The ETF information helps this pattern. After a powerful week of inflows, spot Bitcoin ETFs noticed a internet outflow of $93 million on March 28, in line with CoinGlass. The overall Bitcoin ETP property below administration have dropped to $114.5 billion, the bottom in 2025.

The numbers present that Bitcoin continues to be perceived extra as a speculative tech proxy and is but to enter a brand new part of market conduct. Nonetheless, some indicators of this potential transition are already obvious.

Associated: Worst Q1 for BTC price since 2018: 5 things to know in Bitcoin this week

Bitcoin is on the trail to turning into a reserve asset

Beneath the volatility, a structural shift is underway. Corporations are more and more utilizing Bitcoin and its ETFs to diversify their stability sheets.

In line with Tipranks, 80.8% of BlackRock’s IBIT shares are owned by public corporations and particular person buyers.

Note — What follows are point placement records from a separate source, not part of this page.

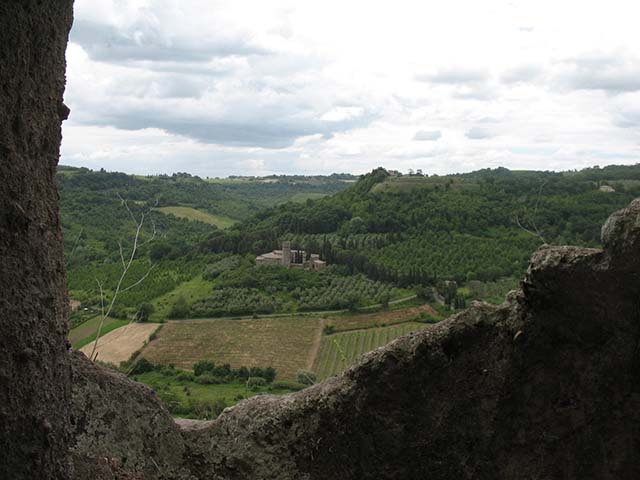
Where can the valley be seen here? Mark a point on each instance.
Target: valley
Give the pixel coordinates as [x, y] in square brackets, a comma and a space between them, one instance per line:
[401, 252]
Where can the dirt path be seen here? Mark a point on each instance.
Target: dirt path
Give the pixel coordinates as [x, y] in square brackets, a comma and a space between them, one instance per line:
[315, 347]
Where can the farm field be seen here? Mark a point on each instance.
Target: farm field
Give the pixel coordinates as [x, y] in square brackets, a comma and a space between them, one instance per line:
[340, 350]
[344, 323]
[192, 290]
[229, 393]
[192, 214]
[118, 345]
[86, 332]
[286, 344]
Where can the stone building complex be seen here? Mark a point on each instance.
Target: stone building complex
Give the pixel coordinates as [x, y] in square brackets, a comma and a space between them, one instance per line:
[291, 258]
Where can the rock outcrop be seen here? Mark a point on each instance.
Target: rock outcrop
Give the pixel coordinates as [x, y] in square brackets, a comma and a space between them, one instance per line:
[120, 424]
[35, 378]
[544, 386]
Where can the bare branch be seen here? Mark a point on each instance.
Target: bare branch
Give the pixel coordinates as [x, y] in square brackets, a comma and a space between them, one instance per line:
[75, 245]
[126, 266]
[94, 354]
[535, 234]
[140, 280]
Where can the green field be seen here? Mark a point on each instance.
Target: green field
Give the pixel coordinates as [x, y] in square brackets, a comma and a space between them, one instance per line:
[199, 216]
[86, 333]
[340, 350]
[345, 323]
[192, 290]
[286, 344]
[397, 184]
[184, 392]
[304, 196]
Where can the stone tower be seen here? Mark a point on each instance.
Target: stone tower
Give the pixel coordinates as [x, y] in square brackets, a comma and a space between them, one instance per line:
[286, 254]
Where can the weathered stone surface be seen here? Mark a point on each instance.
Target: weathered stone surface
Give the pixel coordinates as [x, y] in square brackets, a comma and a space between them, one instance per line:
[35, 387]
[119, 425]
[621, 232]
[546, 385]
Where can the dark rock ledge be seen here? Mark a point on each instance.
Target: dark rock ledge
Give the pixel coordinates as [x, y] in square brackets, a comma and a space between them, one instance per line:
[544, 386]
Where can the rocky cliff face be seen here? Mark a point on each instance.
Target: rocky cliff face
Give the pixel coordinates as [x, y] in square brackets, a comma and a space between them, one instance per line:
[544, 386]
[35, 388]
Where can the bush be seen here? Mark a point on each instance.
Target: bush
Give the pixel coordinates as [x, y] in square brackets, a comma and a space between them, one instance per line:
[254, 383]
[203, 366]
[142, 366]
[306, 378]
[184, 377]
[207, 409]
[144, 312]
[288, 385]
[269, 374]
[207, 379]
[180, 309]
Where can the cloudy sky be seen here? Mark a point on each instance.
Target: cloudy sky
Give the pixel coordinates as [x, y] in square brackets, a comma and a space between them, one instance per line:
[256, 87]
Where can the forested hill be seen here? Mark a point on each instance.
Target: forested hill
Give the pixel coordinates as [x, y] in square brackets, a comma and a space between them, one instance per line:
[95, 222]
[419, 229]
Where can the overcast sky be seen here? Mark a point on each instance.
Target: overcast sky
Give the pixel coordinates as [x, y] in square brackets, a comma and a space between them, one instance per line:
[217, 88]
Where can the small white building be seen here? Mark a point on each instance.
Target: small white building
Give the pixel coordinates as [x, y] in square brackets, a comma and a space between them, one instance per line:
[291, 258]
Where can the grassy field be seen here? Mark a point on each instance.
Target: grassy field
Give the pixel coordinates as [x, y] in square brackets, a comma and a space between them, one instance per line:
[86, 333]
[287, 344]
[186, 391]
[344, 323]
[340, 350]
[118, 345]
[395, 184]
[192, 290]
[198, 215]
[304, 196]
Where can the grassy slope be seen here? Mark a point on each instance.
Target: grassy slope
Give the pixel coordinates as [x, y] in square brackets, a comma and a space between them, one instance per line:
[229, 393]
[283, 343]
[195, 289]
[344, 323]
[340, 350]
[86, 333]
[190, 213]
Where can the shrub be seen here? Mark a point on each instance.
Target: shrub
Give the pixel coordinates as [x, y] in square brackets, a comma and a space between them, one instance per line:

Moreover, in Feb. 2025, BlackRock included a 1% to 2% allocation of IBIT into its goal allocation portfolios, reflecting rising institutional adoption.

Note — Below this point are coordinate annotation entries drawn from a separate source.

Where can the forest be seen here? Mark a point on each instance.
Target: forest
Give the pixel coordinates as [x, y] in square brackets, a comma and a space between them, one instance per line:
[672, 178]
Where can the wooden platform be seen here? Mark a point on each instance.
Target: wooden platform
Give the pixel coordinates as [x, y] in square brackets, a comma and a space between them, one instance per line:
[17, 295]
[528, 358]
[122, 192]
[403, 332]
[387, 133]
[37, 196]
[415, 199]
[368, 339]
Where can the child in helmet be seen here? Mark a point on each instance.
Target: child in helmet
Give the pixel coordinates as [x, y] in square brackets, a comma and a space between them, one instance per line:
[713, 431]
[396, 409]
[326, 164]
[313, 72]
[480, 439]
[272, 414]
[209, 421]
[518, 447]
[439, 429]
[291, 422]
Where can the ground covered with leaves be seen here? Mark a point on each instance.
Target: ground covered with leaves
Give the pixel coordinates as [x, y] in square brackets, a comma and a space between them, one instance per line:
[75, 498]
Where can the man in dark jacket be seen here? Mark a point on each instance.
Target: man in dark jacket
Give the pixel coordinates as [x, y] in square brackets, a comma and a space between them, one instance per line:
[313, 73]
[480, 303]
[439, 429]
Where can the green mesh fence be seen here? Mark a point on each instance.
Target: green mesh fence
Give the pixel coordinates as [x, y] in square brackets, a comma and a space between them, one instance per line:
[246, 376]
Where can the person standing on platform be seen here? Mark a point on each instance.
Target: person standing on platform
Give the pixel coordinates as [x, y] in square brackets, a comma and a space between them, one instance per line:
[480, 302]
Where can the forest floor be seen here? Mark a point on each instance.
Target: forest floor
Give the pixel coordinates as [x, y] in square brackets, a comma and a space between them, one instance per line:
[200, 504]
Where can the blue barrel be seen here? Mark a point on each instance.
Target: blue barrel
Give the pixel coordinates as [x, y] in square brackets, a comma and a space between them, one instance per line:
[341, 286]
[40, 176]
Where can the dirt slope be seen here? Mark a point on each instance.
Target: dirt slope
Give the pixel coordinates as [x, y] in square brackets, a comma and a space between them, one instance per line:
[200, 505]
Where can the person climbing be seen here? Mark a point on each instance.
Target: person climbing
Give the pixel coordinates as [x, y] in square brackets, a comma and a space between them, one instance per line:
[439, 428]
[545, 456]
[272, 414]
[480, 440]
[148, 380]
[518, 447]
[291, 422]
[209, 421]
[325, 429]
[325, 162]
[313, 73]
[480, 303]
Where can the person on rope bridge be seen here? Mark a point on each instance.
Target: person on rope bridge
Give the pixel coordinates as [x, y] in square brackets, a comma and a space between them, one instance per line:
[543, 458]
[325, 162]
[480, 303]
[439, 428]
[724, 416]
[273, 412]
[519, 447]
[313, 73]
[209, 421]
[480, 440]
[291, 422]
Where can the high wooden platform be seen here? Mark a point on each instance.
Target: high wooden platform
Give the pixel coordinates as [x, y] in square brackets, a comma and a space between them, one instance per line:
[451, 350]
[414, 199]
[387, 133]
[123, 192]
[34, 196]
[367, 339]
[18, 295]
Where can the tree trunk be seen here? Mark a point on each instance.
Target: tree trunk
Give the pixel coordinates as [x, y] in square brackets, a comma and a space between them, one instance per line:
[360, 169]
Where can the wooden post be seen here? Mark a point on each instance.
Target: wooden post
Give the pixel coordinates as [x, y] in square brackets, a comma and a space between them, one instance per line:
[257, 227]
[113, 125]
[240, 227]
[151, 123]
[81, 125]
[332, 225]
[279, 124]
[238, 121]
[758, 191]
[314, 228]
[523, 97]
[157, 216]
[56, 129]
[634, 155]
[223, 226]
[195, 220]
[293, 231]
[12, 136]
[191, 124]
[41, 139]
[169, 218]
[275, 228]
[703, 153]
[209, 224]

Information from BitcoinTreasuries exhibits that publicly listed corporations presently maintain 665,618 BTC, and personal companies maintain 424,130 BTC. Collectively, that’s 1,089,748 BTC—roughly 5.5% of the whole provide (excluding misplaced cash). These figures underscore the rising acceptance of Bitcoin as a treasury reserve asset. What’s extra, some specialists predict that holding BTC in company treasury will develop into a typical apply by the tip of the last decade. 

Elliot Chun, a associate on the crypto-focused M&A agency Architect Companions, said in a March 28 weblog put up:

“I anticipate that by 2030, 1 / 4 of the S&P 500 can have BTC someplace on their stability sheets as a long-term asset.”

The character of any asset is outlined by the angle of those that personal it. As extra companies undertake Bitcoin for treasury diversification—and as sovereign entities start experimenting with Bitcoin reserves—the cryptocurrency’s profile is shifting. The US Strategic Bitcoin Reserve, as imperfect as it’s, contributes to this pattern.

It’s too early to name Bitcoin a full-fledged hedge. Its worth continues to be primarily pushed by short-term hypothesis. However the transition is underway. As adoption grows throughout international locations, corporations, and people, Bitcoin’s volatility will doubtless lower, and its utility as a partial hedge will enhance.

For now, the secure haven label could also be aspirational. But when present tendencies proceed, it may not be for lengthy.

This text doesn’t comprise funding recommendation or suggestions. Each funding and buying and selling transfer includes threat, and readers ought to conduct their very own analysis when making a choice.